The older definitions commonly speak of partnership as a contract. This is not quite accurate. Partnership is a relation existing between persons. It is true that that relation arises out of a contract; that a partnership does not arise except by agreement; but the term is used to describe the relation that results, and not the contract from which it arises. The contract may be express or implied. If not expressed, its terms are determined from all the acts of the parties.
The basis of a partnership is a business enterprise; without it there can be no partnership * * *."
It should be noted that these assertions were advanced at the latest in 1911, preceding the approval by the Commissioners on Uniform Laws of the Uniform Partnership Act by three years.

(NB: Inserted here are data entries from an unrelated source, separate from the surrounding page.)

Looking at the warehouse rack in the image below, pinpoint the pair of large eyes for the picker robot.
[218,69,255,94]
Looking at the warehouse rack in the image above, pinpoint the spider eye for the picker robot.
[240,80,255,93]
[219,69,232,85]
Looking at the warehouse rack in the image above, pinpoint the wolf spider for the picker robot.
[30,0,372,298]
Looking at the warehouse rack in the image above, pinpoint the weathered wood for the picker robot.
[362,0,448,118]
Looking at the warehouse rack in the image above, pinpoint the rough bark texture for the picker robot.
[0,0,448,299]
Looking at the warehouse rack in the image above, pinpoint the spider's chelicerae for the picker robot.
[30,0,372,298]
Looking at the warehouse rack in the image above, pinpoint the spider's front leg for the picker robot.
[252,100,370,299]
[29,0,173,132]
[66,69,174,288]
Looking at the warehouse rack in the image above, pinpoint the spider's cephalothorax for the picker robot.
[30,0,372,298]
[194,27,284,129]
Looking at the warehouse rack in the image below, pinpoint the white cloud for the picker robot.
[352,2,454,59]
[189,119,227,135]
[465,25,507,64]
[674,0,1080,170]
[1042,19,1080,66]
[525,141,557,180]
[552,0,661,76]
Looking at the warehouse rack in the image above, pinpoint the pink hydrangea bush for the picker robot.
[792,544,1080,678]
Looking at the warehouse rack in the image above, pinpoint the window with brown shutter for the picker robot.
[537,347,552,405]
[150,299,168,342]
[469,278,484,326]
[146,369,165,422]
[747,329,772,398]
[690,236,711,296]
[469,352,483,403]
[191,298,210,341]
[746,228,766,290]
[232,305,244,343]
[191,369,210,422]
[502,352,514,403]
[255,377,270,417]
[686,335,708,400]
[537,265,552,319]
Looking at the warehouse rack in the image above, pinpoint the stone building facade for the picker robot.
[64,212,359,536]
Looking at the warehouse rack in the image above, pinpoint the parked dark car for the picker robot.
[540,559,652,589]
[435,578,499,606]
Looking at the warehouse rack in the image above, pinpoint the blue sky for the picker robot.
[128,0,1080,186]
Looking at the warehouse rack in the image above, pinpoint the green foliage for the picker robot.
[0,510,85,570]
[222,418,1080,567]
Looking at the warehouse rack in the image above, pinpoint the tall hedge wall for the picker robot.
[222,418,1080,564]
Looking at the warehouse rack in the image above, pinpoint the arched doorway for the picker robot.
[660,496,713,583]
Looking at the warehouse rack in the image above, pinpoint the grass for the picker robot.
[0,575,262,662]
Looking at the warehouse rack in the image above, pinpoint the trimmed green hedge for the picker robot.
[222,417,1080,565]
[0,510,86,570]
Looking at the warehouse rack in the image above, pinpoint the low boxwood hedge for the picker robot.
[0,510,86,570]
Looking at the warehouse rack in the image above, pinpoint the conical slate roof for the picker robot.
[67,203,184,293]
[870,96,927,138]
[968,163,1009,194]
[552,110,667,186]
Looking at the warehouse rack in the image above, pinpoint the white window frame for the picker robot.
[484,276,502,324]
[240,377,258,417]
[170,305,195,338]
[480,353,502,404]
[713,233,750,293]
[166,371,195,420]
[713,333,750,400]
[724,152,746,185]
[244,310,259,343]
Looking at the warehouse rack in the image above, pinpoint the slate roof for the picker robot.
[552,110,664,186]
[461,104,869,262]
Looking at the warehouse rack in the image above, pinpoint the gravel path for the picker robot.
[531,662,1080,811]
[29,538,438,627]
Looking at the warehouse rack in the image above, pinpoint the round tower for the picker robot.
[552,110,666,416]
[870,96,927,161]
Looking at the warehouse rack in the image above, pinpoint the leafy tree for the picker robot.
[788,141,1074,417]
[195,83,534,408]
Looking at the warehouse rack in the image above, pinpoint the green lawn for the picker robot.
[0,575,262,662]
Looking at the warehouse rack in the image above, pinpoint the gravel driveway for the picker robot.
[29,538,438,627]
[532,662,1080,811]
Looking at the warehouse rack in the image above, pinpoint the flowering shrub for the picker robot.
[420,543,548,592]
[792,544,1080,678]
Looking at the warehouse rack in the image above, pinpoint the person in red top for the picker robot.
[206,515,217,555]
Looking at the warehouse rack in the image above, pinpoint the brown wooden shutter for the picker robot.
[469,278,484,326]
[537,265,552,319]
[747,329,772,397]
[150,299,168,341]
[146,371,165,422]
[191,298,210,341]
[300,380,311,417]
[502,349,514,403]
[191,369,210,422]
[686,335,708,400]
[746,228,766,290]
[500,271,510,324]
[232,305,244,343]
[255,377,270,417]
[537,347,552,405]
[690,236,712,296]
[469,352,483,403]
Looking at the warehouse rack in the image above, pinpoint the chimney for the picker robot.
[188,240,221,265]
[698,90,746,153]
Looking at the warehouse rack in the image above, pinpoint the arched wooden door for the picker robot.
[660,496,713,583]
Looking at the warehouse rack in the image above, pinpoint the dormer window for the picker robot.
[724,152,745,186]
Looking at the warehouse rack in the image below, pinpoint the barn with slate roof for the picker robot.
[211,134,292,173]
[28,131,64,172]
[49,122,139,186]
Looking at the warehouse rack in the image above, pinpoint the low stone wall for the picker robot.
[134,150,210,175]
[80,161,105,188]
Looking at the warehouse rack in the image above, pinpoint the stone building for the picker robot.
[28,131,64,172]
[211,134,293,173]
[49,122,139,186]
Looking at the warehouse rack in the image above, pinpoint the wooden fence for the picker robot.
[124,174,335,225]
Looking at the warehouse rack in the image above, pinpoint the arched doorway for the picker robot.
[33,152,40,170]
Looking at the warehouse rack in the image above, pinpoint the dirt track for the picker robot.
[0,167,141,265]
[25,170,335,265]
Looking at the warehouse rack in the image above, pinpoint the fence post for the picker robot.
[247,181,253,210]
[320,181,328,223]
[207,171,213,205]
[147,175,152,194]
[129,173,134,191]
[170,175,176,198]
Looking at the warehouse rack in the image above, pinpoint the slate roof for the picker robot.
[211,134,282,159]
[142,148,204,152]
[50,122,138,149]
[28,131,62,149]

None of the older New Jersey cases about to be discussed concludes the question whether Martone and Rothberg were partners; however, they contain general statements relating to the nature of a partnership which may be useful in solving the problem. It should be noted that the Uniform Partnership Act was adopted in New Jersey in 1919. Also, the importance of cases cited in which the question was whether the parties were partners inter se should not be discounted solely on that ground, since N.J.S.A. 42:1-7 (1) provides, "Except as provided by section 16 persons who are not partners as to each other are not partners as to third persons."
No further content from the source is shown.